Right when increasing mortgage interest rates were having the effect of slowing the pace of real estate the closing of the federal
goverment has caused overall demand for home purchases to slow. Further, the effect is a decline in loan demand and consequently a
a decline in rates.
The increase in the pace of average sale prices of homes locally has also declined.
Penobscot County home sales for September of 2011 reached 27.7 million dollars and increased 13.2% to 31.3 million in September of 2012. During the same period the average home sale price increased 2.5%. Sales for September 2013 increased by 36% compared to September of 2012 to 42.8 million with the average home price increase slowing to a 1.2% pace.
The average sale price of homes sold in Penobscot County in September of 2011 was $121,400 and increased to $124,280 in September of 2012. The 1.2% rise in the average sale price from September 2012 to 2013 placed the average sale price at $125,900.
Spending authority for most of government expired midnight Septermber 30, 2013 causing many offices and programs of the federal government to shut down.

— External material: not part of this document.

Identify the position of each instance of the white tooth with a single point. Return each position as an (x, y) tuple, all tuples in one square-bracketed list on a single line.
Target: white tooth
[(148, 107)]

This means many government programs, including some that impact housing and mortgage programs may be affected, either suspended or slowed due to the lapse in funding. The FHA (Federal Housing Administration) participates in providing mortgage financing for nearly 15 percent of home purchases nationally. Its Office of Single Family Housing will endorse new loans under current multi-years appropriation authority in order to support the health and stability of the U.S. mortgage market.
New applications through the FHA may be impacted if there are requirements for lender information from the Internal Revenue Service. Otherwise local lenders seem cautiously positive about the availability of government loan guarantees and their important role in the financing of single family homes.
Realtors report that the overall uncertainty created by the interruption of government services is not positive for the general mood of consumers. On a national level there has been a general decline in mortgage loan demand which has been significant enough to cause mortgage interest rates to soften. Most, however, are confident that this interruption will be over shortly and at the very least might provide a lower monthly mortgage payment for those who are currently entering contracts to buy homes!
Nationwide Pending Home Sales slowed in August, with tight inventory conditions, higher interest rates, rising home prices and continuing restrictive mortgage credit impacting the market, according to the National Association of REALTORS®.
The Pending Homes Sales Index, a forward-looking indicator based on contract signings, eased 1.6 percent to 107.7 in August from a downwardly revised 109.4 in July, but remains 5.8 percent above August 2012 when it was 101.8; the data reflect contracts but not closings. Pending sales have been above year-ago levels for the past 28 months.
Lawrence Yun, NAR chief economist, said the decline was expected following elevated levels of closed existing-home sales at the end of summer. “Sharply rising mortgage interest rates in the spring motived buyers to make purchase decisions, culminating in a six-and-a-half-year peak for sales that were finalized last month,” he says. “Moving forward, we expect lower levels of existing-home sales, but tight inventory in many markets will continue to push up home prices in the months ahead.”